For about a week in summer 2018, Indiana authorities monitored a suspected drug dealer’s movements using a GPS tracking device they had surreptitiously placed on his Ford Expedition. One night, the tracker went dark. A Warrick County sheriff’s deputy went to investigate and discovered that the device was gone.

In a move that appeared to perplex Indiana Supreme Court justices reviewing the case, the alleged dealer — a Boonville, Ind., man named Derek Heuring — was charged with theft for taking it off. The case raises questions about both private and government surveillance, potentially having ramifications beyond Heuring and his legal situation.

“I’m not looking to make things easier for drug dealers,” Justice Mark Massa said during oral arguments Nov. 7. “But something is left on your car — even if you know it’s the police that are tracking you, you have an obligation to leave it there and let them track you?”

The case dates to July 11, 2018, when deputies in the southwest Indiana county applied for a warrant to track Heuring’s vehicle, believing he was using it to deal methamphetamine. A judge granted permission, and police placed the magnetic tracker on the vehicle July 13.

The device signaled its location until July 20. Technicians said the battery remained fully charged, leading the deputies to investigate further. They conducted surveillance of Heuring’s home and his parents’ home. Spotting the SUV in a barn on the parents’ property, they thought perhaps the barn was interfering with the device’s reception.
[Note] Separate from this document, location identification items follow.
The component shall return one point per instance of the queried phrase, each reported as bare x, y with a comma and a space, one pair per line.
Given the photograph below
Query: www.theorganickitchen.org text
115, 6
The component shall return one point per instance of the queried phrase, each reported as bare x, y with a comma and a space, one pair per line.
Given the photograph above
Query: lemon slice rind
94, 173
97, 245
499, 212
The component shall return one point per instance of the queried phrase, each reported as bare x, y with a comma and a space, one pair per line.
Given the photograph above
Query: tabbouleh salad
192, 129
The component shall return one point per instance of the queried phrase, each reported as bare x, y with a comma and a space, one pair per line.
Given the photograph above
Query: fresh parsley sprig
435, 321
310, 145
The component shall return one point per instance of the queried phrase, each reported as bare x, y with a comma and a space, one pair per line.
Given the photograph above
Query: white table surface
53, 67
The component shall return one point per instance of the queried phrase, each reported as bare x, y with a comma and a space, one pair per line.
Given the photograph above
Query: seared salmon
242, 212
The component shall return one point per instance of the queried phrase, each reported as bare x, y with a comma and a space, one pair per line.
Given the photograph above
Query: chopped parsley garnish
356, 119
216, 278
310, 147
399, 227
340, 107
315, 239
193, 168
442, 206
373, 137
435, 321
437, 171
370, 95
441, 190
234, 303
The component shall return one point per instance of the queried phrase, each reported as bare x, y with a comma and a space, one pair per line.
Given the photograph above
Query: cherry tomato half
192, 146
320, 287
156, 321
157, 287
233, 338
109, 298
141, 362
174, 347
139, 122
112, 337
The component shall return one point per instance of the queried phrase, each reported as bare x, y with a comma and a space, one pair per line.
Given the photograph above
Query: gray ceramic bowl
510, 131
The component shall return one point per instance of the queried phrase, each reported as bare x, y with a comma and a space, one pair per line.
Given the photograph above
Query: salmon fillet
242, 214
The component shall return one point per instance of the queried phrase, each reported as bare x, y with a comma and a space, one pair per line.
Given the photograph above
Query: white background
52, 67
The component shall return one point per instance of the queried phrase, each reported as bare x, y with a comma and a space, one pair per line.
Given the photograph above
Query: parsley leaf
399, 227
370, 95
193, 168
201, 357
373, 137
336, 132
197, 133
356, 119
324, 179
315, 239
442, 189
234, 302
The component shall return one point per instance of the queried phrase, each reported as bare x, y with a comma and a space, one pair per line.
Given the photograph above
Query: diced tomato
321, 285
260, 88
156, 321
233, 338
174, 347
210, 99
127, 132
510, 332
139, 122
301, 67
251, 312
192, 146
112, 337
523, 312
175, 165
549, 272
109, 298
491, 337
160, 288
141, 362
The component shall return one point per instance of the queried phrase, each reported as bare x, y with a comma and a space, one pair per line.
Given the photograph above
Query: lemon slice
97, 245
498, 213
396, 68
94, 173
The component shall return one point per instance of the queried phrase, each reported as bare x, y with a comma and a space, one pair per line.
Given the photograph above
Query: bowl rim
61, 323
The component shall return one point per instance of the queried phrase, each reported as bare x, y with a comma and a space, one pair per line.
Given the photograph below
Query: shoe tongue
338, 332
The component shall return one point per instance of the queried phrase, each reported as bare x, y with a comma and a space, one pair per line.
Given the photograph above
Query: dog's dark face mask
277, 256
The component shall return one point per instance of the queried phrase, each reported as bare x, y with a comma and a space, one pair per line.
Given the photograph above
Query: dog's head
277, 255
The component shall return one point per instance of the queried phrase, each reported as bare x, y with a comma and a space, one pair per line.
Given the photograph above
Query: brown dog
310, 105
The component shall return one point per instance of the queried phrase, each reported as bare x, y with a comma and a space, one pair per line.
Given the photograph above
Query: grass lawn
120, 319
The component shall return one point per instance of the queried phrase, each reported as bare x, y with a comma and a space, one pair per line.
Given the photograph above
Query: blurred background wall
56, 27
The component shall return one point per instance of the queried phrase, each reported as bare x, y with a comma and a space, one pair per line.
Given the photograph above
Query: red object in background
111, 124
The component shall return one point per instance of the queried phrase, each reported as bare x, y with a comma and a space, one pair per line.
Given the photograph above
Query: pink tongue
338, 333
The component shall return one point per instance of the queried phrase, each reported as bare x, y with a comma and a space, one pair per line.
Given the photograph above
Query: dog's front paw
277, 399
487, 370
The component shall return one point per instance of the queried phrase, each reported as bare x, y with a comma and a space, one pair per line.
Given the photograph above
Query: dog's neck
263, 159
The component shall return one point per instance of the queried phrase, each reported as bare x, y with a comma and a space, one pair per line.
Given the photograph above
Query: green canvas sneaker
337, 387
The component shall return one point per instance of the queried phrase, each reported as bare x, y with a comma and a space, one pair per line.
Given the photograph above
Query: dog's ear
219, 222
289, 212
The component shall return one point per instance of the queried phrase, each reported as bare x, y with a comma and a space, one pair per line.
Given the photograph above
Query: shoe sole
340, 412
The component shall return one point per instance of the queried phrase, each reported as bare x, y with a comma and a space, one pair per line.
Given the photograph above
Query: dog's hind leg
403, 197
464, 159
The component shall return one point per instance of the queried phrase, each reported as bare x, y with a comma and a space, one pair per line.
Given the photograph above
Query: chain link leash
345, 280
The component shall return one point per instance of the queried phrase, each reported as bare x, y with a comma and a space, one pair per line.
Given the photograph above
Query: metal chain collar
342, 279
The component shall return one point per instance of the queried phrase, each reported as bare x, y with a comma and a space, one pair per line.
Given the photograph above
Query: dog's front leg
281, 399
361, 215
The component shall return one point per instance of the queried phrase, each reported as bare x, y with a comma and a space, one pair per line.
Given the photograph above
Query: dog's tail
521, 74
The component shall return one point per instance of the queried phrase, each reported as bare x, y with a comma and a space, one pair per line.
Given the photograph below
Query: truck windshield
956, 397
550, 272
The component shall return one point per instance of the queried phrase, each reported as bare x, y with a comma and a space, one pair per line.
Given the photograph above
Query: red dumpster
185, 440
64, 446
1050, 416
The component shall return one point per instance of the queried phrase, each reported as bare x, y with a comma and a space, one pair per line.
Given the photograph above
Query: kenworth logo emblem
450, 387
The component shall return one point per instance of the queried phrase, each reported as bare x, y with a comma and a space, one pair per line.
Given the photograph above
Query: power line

But by July 30, the vehicle was back at Heuring’s home and the tracker still wasn’t signaling its location. That’s when the deputies discovered that it was no longer attached to the Explorer.

They sought warrants to search Heuring’s home and the barn, alleging that there was probable cause that a crime had been committed — that Heuring had committed theft by taking off the GPS tracker. While searching the barn, they found the tracker in a bathroom locker. They also found evidence of drug use: a glass pipe.

A subsequent search, granted by a judge based on the paraphernalia, uncovered bags of methamphetamine, pills, digital scales and a gun. Heuring was charged with drug dealing and with theft.

His lawyer, Michael Keating, is arguing that the search was illegal because there was not sufficient evidence that Heuring had committed a crime. The GPS device could have fallen off by mistake, he argued. Besides, Keating said, there was no indication that it belonged to law enforcement.

During the Nov. 7 oral arguments, the Supreme Court justices expressed concern about what the case could mean for private use of surveillance devices.

“What if it’s not the police’s tracker device?” asked Justice Geoffrey Slaughter. “What if instead it belongs to the jilted girlfriend or the nosy neighbor? Is it also theft if he removes that device from his vehicle?”

Deputy Attorney General Jesse Drum argued that the deputies had not acted in bad faith and had done everything by the book, noting that they “sought judicial approval for every step of their investigation in this case.” He said trackers placed by the government under a warrant are distinct from those placed by private citizens. Removing a device from a car where it has a legal basis to be “deprives the police of its use,” he claimed, and constitutes a crime.

The court is considering the case, with a ruling expected in the next few months.